Saying you can train an AI for “only” 8 million. It is a bit like saying that it’s cheaper to have a bunch of university professors do something than to teach a student how to do it. Yeah and that is true, as long as you forget about the expense of training the professors in the first place.
It’s a distilled model, so where are you getting the original data from if not for the other LLMs?
They implied it wasn’t something that could be caught up to in order to get funding, now ppl that believed that finally get that they were bsing, thats what they are freaking out over, ppl caught up for way cheaper prices on a moden anyone can run open source
Right but my understanding is you still need Open AIs models in order to have something to distill from. So presumably you still need 500 trillion GPUs and 75% of the world’s power generating capacity.

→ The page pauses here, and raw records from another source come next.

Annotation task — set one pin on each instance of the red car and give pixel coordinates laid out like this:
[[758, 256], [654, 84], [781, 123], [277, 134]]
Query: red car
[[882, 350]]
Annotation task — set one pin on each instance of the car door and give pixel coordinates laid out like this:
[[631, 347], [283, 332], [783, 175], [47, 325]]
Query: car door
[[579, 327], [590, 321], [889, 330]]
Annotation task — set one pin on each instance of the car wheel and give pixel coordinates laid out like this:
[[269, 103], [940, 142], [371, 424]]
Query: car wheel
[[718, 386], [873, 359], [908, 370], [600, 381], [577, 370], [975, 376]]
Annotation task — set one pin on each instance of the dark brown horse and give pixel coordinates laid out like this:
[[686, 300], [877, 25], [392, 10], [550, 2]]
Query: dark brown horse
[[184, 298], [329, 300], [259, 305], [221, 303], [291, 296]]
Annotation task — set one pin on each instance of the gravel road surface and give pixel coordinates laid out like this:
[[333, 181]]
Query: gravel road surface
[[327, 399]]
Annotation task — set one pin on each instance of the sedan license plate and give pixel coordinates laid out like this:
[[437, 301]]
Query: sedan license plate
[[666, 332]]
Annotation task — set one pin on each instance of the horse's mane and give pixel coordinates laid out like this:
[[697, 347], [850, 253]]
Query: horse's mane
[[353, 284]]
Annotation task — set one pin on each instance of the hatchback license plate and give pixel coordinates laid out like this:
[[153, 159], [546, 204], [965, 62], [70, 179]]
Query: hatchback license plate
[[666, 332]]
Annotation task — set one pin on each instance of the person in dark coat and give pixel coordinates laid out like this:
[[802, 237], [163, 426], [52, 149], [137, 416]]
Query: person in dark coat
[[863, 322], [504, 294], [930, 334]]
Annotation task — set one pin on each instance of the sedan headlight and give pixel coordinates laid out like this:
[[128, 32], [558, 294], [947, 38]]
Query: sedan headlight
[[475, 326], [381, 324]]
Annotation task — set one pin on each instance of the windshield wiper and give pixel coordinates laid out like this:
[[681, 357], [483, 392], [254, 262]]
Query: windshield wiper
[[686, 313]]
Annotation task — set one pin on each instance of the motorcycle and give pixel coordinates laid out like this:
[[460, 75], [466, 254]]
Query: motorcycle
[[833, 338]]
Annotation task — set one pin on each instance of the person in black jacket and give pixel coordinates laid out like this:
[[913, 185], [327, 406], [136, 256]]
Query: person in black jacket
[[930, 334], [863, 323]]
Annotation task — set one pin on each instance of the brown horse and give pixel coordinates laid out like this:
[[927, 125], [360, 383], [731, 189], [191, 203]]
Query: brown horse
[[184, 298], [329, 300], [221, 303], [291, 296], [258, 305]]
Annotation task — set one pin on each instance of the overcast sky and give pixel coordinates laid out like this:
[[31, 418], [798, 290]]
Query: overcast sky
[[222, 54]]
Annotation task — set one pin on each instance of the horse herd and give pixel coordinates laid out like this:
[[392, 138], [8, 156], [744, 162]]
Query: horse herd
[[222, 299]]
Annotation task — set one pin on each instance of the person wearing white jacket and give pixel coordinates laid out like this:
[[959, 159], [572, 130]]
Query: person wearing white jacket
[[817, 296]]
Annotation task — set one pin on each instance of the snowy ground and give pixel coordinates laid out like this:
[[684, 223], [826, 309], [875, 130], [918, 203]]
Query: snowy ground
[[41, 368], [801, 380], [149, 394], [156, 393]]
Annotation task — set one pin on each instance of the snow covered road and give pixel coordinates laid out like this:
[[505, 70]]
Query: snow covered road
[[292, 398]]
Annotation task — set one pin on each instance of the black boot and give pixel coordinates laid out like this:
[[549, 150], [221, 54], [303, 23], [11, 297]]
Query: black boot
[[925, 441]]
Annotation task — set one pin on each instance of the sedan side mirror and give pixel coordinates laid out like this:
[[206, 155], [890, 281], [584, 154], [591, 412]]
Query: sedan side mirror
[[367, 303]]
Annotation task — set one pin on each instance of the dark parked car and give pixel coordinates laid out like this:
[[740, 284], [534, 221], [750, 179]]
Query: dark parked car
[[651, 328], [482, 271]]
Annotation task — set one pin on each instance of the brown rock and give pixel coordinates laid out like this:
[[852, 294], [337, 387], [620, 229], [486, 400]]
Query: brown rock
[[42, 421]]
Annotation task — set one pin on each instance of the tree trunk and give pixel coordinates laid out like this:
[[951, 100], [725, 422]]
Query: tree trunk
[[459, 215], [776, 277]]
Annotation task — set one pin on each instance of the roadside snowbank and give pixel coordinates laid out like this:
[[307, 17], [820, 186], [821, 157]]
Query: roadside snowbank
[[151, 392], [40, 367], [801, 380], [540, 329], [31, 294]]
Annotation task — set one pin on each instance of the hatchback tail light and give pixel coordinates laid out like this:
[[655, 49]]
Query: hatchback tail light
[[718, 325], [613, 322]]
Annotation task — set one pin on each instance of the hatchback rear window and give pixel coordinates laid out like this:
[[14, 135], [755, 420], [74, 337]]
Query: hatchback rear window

The message that OpenAI, Nvidia, and others which bet big on AI delivered was that no one else could run AI because only they had the resources to do that. They claimed to have a physical monopoly, and no one else would be able to compete. Enter Deepseek doing exactly what OpenAI and Nvidia said was impossible. Suddenly there is competition and that scared investors because their investments into AI are not guaranteed wins anymore. It doesn’t matter that it’s derivative, it’s competition.
Dead internet theory (now a reality) has become the dead AI theory.
Tis true. I’m not a real person writing this but rather a dead AI
if you can imagine a fish enjoying a succulent chinese meal rn, rolling its eyes
I SEE YOU KNOW YOUR JUDO WELL
RIP limp penis guy.
Well, it’s AI, therefore I don’t give a shit.